David Cameron broni decyzji o użyciu weta na szczycie UE.
– Moim zadaniem jest walczyć o brytyjskie interesy – tłumaczył przywódca torysów. Część brytyjskich mediów ostrzega, że Wielka Brytania znalazła się w izolacji. Ale eurosceptycy i finansiści z londyńskiego City triumfują. – Wielka Brytania jest tak odizolowana jak pasażer, który nie chciał wsiąść na wypływającego w rejs Titanica – powiedział radiu BBC Terry Smith, szef firmy brokerskiej Tullet Prebon.

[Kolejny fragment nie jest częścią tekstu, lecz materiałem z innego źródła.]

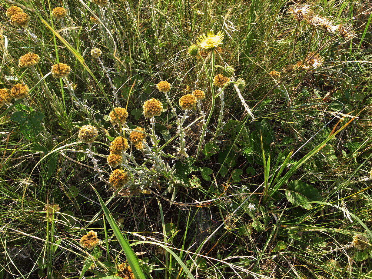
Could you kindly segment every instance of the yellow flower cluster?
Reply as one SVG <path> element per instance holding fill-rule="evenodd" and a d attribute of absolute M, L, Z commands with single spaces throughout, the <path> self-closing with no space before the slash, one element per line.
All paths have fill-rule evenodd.
<path fill-rule="evenodd" d="M 83 236 L 79 242 L 83 248 L 91 249 L 98 245 L 100 241 L 97 237 L 97 232 L 90 231 L 85 235 Z"/>
<path fill-rule="evenodd" d="M 168 81 L 161 81 L 156 84 L 156 88 L 160 92 L 168 92 L 170 90 L 170 83 Z"/>
<path fill-rule="evenodd" d="M 10 97 L 12 99 L 19 100 L 28 96 L 28 86 L 27 84 L 18 83 L 10 89 Z"/>
<path fill-rule="evenodd" d="M 163 112 L 163 104 L 158 100 L 153 98 L 145 102 L 142 106 L 145 117 L 153 117 L 160 115 Z"/>
<path fill-rule="evenodd" d="M 109 177 L 109 182 L 117 190 L 124 187 L 129 180 L 129 176 L 126 172 L 116 169 L 113 171 Z"/>
<path fill-rule="evenodd" d="M 10 24 L 17 27 L 20 26 L 24 27 L 30 20 L 30 17 L 26 13 L 20 12 L 16 13 L 10 17 Z"/>
<path fill-rule="evenodd" d="M 115 108 L 109 115 L 110 120 L 113 125 L 118 124 L 119 122 L 123 124 L 125 123 L 128 117 L 128 112 L 126 109 L 123 108 Z"/>
<path fill-rule="evenodd" d="M 77 136 L 82 141 L 92 143 L 98 136 L 98 132 L 95 127 L 91 125 L 84 125 L 79 130 Z"/>
<path fill-rule="evenodd" d="M 56 7 L 52 11 L 52 15 L 57 19 L 64 17 L 66 13 L 66 9 L 62 7 Z"/>
<path fill-rule="evenodd" d="M 99 48 L 96 48 L 90 51 L 90 54 L 94 58 L 98 58 L 102 54 L 102 51 Z"/>
<path fill-rule="evenodd" d="M 6 104 L 9 104 L 12 100 L 12 97 L 9 94 L 9 91 L 6 88 L 0 89 L 0 108 Z"/>
<path fill-rule="evenodd" d="M 118 137 L 110 145 L 110 152 L 111 153 L 121 154 L 129 148 L 128 140 L 122 137 Z"/>
<path fill-rule="evenodd" d="M 196 97 L 192 94 L 186 94 L 180 98 L 178 103 L 184 110 L 193 109 L 196 105 Z"/>
<path fill-rule="evenodd" d="M 223 87 L 225 84 L 230 81 L 230 78 L 225 77 L 221 74 L 216 75 L 213 78 L 213 84 L 217 87 Z"/>
<path fill-rule="evenodd" d="M 205 98 L 205 93 L 204 92 L 199 89 L 194 90 L 192 92 L 192 94 L 195 96 L 197 100 L 203 100 Z"/>
<path fill-rule="evenodd" d="M 145 131 L 145 129 L 141 127 L 136 127 L 135 130 L 138 130 L 142 132 Z M 132 131 L 129 135 L 129 140 L 134 144 L 142 142 L 146 138 L 146 134 L 140 132 Z M 138 149 L 138 148 L 137 148 Z"/>
<path fill-rule="evenodd" d="M 6 10 L 6 16 L 10 17 L 17 13 L 23 13 L 23 10 L 17 6 L 12 6 Z"/>
<path fill-rule="evenodd" d="M 28 68 L 35 66 L 39 63 L 40 57 L 35 53 L 29 52 L 21 56 L 18 60 L 18 67 L 20 68 Z"/>
<path fill-rule="evenodd" d="M 67 77 L 71 71 L 70 66 L 64 63 L 58 63 L 52 66 L 53 77 L 57 78 Z"/>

Głównym celem brytyjskich władz było zdobycie gwarancji, że zgoda na pogłębienie integracji finansowej nie zaszkodzi brytyjskiej gospodarce. Londyn chciał, by porozumienie zawarto w gronie 27 państw, aby nie doszło do podziału w UE. Nie uzyskał ani jednego, ani drugiego.

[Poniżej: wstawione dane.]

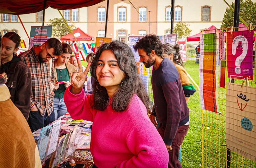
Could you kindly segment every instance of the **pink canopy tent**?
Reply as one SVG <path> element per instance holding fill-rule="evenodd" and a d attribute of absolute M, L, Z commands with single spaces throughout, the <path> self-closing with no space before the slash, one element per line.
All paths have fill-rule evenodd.
<path fill-rule="evenodd" d="M 215 30 L 217 28 L 216 27 L 213 25 L 210 27 L 210 28 L 206 29 L 206 30 L 204 30 L 205 33 L 215 33 Z M 207 31 L 207 30 L 209 31 Z M 222 32 L 220 30 L 218 31 L 218 32 Z M 201 33 L 199 33 L 197 34 L 188 37 L 187 38 L 187 41 L 199 41 L 200 40 L 200 34 Z"/>
<path fill-rule="evenodd" d="M 74 36 L 70 33 L 67 35 L 61 37 L 60 40 L 61 41 L 74 41 L 76 40 L 76 39 L 74 37 L 74 36 L 77 41 L 94 41 L 94 37 L 86 33 L 78 28 L 72 32 L 74 34 Z"/>

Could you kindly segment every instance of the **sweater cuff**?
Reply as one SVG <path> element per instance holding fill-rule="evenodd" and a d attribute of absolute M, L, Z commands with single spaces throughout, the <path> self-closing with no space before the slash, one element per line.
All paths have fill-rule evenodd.
<path fill-rule="evenodd" d="M 171 145 L 172 144 L 172 141 L 173 139 L 167 139 L 166 138 L 164 137 L 164 143 L 167 145 Z"/>

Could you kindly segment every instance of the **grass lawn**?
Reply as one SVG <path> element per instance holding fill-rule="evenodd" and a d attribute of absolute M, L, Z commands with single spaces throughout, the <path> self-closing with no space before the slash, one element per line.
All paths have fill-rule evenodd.
<path fill-rule="evenodd" d="M 199 64 L 195 62 L 188 61 L 184 68 L 199 86 Z M 190 96 L 188 103 L 190 119 L 189 129 L 182 145 L 181 164 L 184 168 L 200 167 L 202 162 L 201 110 L 199 91 L 194 85 L 196 91 Z"/>

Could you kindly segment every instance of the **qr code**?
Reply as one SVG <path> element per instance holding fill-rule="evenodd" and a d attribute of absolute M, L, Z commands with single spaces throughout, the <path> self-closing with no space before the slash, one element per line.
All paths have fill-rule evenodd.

– Niedobrze się stało. Wielka Brytania mogła do tej pory korzystać z zasady jednomyślności, na przykład blokując szkodliwy dla niej podatek od transakcji finansowych. Teraz będzie go można wprowadzić bez nas – mówi „Rz" były eurodeputowany Partii Konserwatywnej Robert Moreland.

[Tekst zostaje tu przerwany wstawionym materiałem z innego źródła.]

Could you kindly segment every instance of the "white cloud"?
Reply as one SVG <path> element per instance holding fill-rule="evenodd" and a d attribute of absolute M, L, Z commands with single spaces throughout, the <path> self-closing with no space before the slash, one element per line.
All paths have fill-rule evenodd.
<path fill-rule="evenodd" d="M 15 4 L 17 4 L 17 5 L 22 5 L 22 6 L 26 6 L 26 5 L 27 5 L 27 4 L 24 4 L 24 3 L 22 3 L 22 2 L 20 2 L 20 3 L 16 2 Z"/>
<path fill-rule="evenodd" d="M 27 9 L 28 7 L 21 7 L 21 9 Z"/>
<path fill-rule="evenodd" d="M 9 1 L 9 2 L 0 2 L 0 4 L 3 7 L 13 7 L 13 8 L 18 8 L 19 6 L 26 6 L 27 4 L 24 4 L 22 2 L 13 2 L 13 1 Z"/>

Część dyplomatów uważa, że Cameron przeszarżował. Brytyjskie władze demonstrują bowiem zazwyczaj eurosceptycyzm jedynie na potrzeby własnej opinii publicznej. Po raz ostatni weta użył premier John Major podczas negocjacji w sprawie traktatu z Maastricht w 1992 r., kiedy nie zgodził się na zapis, że UE ma być federacją. Do historii przeszła też Margaret Thatcher, która stukając torebką w stół, domagała się zwrotu brytyjskiej składki wpłacanej do budżetu.